Nous arrivons à un point dans l'informatique où nous ne pouvons plus extrapoler à partir de ce que nous avons fait ces 30 dernières années. Nous sommes à un point critique où le numérique devient normal, et où l'ancienne approche en matière d'IT ne fonctionne plus du tout. "Insanity is doing the same thing, over and over again, but expecting different results", disait Einstein. Et les CIO d'aujourd'hui font exactement la même chose qu'auparavant. Je suis toujours un peu morose lorsque l'on désigne le CIO de l'année. Cela ressemble toujours à la consécration du meilleur musicien de l'orchestre sur le pont du Titanic.
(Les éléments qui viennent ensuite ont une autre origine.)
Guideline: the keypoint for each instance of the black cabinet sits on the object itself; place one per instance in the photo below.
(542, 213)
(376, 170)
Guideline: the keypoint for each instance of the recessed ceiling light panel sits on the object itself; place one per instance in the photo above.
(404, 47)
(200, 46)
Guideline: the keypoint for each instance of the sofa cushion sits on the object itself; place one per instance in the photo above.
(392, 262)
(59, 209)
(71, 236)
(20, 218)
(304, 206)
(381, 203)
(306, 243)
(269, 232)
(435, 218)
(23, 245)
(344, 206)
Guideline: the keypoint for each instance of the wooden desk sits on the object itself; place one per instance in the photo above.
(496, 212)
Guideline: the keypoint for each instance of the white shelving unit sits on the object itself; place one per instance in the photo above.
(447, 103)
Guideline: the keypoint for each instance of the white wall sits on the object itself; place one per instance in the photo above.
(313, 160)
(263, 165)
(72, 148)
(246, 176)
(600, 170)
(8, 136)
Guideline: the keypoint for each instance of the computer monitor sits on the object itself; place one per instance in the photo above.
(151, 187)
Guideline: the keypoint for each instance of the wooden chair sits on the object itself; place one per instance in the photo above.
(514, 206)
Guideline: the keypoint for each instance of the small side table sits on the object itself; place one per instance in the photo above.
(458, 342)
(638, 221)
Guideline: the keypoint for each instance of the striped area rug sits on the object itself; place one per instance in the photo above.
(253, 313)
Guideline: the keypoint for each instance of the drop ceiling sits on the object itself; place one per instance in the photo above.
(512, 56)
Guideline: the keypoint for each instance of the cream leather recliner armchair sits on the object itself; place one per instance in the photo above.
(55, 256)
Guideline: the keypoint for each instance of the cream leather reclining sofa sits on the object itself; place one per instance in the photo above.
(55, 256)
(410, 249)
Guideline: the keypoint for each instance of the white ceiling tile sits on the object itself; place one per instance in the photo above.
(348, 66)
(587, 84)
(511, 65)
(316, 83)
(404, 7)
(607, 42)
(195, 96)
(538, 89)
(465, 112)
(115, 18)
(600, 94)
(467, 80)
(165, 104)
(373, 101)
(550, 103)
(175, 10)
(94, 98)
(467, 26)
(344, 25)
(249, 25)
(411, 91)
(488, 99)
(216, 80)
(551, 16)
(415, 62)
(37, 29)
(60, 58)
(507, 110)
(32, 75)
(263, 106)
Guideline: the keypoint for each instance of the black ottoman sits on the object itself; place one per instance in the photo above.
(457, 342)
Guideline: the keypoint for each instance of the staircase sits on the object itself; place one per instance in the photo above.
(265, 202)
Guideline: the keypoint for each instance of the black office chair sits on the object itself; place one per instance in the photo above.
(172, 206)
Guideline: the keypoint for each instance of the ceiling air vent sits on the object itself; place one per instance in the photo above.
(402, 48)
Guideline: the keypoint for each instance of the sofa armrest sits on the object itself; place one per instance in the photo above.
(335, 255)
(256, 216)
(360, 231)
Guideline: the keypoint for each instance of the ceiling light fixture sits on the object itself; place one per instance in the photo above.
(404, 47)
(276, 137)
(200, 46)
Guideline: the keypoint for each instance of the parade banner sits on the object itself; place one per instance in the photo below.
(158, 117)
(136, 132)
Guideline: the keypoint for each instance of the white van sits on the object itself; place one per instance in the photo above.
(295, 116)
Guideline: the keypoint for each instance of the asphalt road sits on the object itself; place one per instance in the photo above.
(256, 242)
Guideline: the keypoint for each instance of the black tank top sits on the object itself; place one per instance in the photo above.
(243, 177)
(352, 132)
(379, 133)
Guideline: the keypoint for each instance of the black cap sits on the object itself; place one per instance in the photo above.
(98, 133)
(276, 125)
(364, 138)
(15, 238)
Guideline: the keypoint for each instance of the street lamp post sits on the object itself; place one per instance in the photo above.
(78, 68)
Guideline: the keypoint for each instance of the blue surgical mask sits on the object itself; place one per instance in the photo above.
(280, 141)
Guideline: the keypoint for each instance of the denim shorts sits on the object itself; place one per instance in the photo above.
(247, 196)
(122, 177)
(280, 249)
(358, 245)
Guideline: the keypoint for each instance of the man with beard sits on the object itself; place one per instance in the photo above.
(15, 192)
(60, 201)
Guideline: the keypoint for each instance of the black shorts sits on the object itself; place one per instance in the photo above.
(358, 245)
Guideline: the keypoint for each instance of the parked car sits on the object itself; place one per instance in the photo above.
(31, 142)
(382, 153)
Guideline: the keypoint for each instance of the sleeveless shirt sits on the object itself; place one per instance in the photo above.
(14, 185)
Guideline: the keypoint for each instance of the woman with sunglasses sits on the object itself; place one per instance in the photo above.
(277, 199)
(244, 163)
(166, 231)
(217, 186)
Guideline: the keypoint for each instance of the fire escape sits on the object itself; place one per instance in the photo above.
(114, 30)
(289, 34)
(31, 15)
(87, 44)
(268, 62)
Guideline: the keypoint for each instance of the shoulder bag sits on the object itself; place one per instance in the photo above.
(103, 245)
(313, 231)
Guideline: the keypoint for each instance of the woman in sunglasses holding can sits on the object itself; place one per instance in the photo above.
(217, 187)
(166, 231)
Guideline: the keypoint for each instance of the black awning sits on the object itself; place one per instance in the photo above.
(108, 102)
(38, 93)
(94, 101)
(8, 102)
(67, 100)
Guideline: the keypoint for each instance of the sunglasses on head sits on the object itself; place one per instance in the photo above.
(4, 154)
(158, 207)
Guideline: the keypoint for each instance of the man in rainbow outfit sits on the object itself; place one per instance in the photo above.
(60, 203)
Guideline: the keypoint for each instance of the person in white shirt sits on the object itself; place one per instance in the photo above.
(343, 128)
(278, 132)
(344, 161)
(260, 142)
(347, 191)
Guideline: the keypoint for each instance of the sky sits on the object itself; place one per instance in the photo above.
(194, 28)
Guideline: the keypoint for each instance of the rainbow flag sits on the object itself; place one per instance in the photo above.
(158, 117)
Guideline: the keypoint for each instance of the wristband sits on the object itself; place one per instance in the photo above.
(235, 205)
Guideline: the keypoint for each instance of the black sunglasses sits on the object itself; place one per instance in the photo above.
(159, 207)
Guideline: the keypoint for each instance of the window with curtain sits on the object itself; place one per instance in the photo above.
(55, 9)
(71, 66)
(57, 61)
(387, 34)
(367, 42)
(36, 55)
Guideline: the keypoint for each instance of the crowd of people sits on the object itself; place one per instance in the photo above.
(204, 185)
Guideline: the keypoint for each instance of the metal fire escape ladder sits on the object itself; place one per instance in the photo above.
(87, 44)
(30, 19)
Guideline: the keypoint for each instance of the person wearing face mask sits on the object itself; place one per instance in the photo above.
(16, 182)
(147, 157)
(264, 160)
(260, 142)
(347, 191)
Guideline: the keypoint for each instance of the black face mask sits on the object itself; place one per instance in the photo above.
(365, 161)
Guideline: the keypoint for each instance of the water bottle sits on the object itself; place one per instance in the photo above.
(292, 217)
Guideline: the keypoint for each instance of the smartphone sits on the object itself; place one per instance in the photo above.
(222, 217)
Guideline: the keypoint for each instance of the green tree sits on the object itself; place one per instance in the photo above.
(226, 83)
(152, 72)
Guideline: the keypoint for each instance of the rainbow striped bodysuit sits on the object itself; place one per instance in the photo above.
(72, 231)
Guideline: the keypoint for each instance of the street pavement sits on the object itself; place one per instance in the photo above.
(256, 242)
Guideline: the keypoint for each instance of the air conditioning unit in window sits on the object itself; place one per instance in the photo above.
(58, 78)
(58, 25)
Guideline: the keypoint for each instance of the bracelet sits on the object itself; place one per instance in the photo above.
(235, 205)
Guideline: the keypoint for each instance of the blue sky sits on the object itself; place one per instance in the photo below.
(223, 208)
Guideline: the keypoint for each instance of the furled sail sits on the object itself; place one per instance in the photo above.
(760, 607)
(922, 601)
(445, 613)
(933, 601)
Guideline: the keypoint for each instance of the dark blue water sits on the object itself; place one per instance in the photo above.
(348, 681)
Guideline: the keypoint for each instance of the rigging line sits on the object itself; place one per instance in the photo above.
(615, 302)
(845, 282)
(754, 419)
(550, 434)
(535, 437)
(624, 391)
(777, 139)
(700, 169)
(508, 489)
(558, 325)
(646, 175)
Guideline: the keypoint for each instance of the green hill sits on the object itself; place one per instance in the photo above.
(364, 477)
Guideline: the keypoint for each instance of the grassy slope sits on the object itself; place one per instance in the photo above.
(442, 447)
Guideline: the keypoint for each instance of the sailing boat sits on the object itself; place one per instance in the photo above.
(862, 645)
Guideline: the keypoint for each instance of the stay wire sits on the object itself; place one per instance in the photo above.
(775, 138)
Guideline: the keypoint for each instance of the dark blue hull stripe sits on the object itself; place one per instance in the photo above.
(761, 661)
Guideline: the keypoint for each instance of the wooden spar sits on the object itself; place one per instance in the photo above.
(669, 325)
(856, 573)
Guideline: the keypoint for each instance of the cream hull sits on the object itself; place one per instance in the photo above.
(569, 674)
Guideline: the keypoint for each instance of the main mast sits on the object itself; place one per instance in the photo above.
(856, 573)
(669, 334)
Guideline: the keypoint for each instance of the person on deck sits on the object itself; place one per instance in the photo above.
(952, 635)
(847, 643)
Il joue magnifiquement, mais cela n'empêche pas le navire de couler. Voici quelques années, nous avions été très remontés contre Nicholas Carr qui écrivait "IT doesn't matter". J'avais également été furieux qu'un petit écrivain de rien du tout ose écrire ce genre de non sens dans la Harvard Business Review. L'indignation passée, la plupart des CIO ont pourtant continué à faire exactement ce qu'ils faisaient auparavant.

Mais ça ne marchera plus. Nous sommes arrivés à un point d'inflexion, et nous devons changer si nous voulons survivre. Néanmoins, la plupart des CIO restent confortablement dans leur zone de confort. "Fellow comrades in mediocrity, I want you to listen very carefully. You can all go straight to hell" est l'une de mes répliques préférées de Mad Men, cette formidable série sur le monde de la publicité dans les années cinquante. Mais cette formule pourrait s'appliquer à l'informatique après les années 2000: nous sommes à un point d'inflexion, sur un iceberg en train de fondre, mais la plupart des CIO préfèrent rester la tête dans le sable, en donnant raison à Nicholas Carr.

Bonne chance, CIO. Et adieu.

Peter Hinssen Peter Hinssen est partenaire chez Across Group, président d'Across Technology et auteur de "The new Normal".